Monitoring & learning¶
It is important to monitor the adoption and use of standards: particularly those with a policy goal. Through monitoring, and reflecting on adoption, there are opportunities to identify ways to improve the standard, it's documentation and associated tools, and to develop interventions that create a thriving ecosystem of publishers and users around a standard.
There are many different aspects to monitoring and learning:
- Pipeline and publishers - tracking how many organisations have expressed interest in the standard, started adopting it, or successfully published.
- Validation - tracking how much of the data produced is valid against the standards schema, or against additional rulesets, and identifying common interoperability issues.

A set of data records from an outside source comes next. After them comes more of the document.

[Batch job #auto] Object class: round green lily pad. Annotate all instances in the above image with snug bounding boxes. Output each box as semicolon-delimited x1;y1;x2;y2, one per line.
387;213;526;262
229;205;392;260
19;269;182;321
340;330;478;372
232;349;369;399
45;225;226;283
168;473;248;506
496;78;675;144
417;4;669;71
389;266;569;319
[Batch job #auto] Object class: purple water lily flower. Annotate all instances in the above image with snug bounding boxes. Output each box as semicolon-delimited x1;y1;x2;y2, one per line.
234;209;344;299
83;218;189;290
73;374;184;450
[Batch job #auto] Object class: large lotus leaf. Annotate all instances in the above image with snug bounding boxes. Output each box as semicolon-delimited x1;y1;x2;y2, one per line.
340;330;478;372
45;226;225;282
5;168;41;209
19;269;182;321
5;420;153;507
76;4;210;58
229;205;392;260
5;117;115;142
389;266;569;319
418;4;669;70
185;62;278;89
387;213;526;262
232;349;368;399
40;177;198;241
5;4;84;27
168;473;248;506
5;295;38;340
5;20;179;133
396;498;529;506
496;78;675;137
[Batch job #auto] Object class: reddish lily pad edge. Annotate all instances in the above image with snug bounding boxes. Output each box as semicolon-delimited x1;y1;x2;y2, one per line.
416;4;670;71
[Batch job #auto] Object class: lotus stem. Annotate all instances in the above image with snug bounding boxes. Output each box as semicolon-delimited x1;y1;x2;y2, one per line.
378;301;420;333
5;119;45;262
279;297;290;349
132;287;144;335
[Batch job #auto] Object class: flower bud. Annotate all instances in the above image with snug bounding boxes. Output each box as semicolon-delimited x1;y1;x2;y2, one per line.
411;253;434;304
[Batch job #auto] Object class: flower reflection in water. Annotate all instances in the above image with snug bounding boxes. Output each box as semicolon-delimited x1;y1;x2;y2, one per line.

- Coverage - tracking the relative levels of use for particular fields, data elements and codelists, as well as looking at the use of extensions or additional fields in standards that support this.
- Quality and usability - tracking whether data is clear, accurate and usable, and being put into use.
- Community - tracking the size and levels of activity in the community around the standard, identifying whether or not a market is emerging around it, and looking at the range of contributors to standard development.
The following components are often used as part of a monitoring strategy.
The following approaches can form part of a monitoring strategy:
- Quality frameworks - that can judge the 'level' of publication, and incentivise publishers to improve their data.
- Setting targets - for the number of publishers, valid data, or number of community contributions. Measuring against targets can help keep engagement and implementations on track.
- Individual publisher feedback reports - offering an opportunity for regular deep-dive engagement with publishers.
- Tool certification - either self-certified, or with external certification - as a means to engage tool developers, check and learn from the way data is being used.